El 11 de septiembre de 2001, diecinueve hombres secuestraron cuatro aviones comerciales estadounidenses cargados de combustible que se dirigían a varios destinos de la costa oeste. En total 2,977 personas fueron asesinadas en la ciudad de Nueva York, Washington y a las afueras de Shanksville, Pensilvania.

El ataque fue orquestado por el líder de al Qaeda, Osama bin Laden.

Los estadounidenses conmemoran con ceremonias, voluntariado, exhortos a “nunca olvidar” y llamados de atención al creciente número de socorristas que han muerto o enfermado tras los ataques terroristas.

Se prevé que muchos familiares de víctimas lleguen a la Zona Cero este miércoles, y el presidente Donald Trump tiene programado participar en una conmemoración en el Pentágono. El vicepresidente Mike Pence va a dar un discurso en el lugar del tercer ataque, cerca de Shanksville, Pensilvania.

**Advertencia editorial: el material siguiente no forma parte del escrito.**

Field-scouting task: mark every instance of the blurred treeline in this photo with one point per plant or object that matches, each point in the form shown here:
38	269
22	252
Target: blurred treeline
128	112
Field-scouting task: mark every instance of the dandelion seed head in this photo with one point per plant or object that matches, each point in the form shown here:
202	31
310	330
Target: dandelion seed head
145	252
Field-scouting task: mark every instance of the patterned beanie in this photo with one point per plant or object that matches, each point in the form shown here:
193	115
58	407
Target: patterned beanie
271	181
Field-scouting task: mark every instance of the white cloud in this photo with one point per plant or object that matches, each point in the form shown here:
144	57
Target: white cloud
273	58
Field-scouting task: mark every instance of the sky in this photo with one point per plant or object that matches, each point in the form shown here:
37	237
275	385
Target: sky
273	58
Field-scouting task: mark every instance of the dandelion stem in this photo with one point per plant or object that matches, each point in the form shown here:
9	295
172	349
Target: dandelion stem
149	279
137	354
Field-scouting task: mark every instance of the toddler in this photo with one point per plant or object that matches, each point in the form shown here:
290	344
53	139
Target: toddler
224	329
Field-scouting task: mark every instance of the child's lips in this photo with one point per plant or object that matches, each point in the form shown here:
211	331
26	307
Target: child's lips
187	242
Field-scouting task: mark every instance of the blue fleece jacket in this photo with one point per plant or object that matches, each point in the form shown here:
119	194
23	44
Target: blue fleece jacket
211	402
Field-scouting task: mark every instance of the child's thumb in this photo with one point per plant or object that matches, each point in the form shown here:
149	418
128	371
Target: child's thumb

Dieciocho años después de los ataques terroristas más mortales en territorio estadounidense, la nación sigue tratando de reponerse. Las secuelas de los atentados pueden notarse desde las inspecciones de seguridad en los aeropuertos hasta Afganistán, donde la invasión después del 11-S se ha tornado en la guerra más larga de Estados Unidos.

Las negociaciones de paz entre Estados Unidos y el Talibán colapsaron en los últimos días.